Each year hundreds of ride-on mower operators are injured or killed as the result of rollover accidents. Several studies have indicated that rollover accidents are the most prominent type of fatal ride-on mower accident. Rollover accidents have occurred during actual mowing operations as well as during transport or loading onto transport equipment. The mowers themselves are designed and marketed for either commercial use or consumer use. However, commercial mowers are routinely sold to and used by ordinary consumers as there are no restrictions on such sales.
The mechanism of injury is typically the weight of the machine pinning the operator, or personal contact with a rotating cutting blade. Even relatively light-weight mowing machines have caused deaths due to asphyxiation or drowning when an operator was pinned under the machine. Operators that avoid being trapped under the weight of the machine may come into contact with a rotating cutting blade and receive a serious injury, such as an amputation.

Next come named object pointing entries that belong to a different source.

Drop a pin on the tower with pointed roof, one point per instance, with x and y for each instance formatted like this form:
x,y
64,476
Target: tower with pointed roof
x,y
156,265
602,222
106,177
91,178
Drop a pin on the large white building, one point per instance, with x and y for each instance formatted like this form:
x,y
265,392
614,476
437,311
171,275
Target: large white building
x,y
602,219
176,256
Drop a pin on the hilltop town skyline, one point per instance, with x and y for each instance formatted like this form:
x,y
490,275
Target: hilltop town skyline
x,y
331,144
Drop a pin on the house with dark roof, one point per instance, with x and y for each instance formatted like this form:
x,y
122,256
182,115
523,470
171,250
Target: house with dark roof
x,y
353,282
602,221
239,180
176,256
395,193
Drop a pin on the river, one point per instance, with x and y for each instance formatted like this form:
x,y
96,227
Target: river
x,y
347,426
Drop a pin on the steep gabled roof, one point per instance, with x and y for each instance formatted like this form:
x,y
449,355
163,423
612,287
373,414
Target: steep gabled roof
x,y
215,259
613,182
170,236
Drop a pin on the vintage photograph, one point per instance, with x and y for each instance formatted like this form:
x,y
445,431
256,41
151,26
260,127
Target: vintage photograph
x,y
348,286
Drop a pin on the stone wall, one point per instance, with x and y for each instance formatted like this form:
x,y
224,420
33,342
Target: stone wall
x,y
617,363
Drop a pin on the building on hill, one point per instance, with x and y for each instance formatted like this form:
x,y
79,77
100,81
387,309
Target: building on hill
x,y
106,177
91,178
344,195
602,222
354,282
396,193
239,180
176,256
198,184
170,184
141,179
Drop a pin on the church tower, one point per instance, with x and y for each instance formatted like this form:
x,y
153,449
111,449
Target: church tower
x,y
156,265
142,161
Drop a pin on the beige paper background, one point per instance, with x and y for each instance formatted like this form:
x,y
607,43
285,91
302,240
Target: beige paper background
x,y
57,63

This paper presents a brief history of industry safety standards applicable to either consumer or commercial mowing machines. A discussion is presented of available accident reports and statistics. Sources of the data reviewed include the Consumer Product Safety Commission, the Occupational Health and Safety Administration and the author’s personal investigations. Several common rollover accident modes have been identified.
While it is not possible to design a ride-on mower that could not roll over, design considerations should be utilized to minimize the propensity of the machine to roll and to minimize injuries should the machine roll over. This paper describes these design considerations.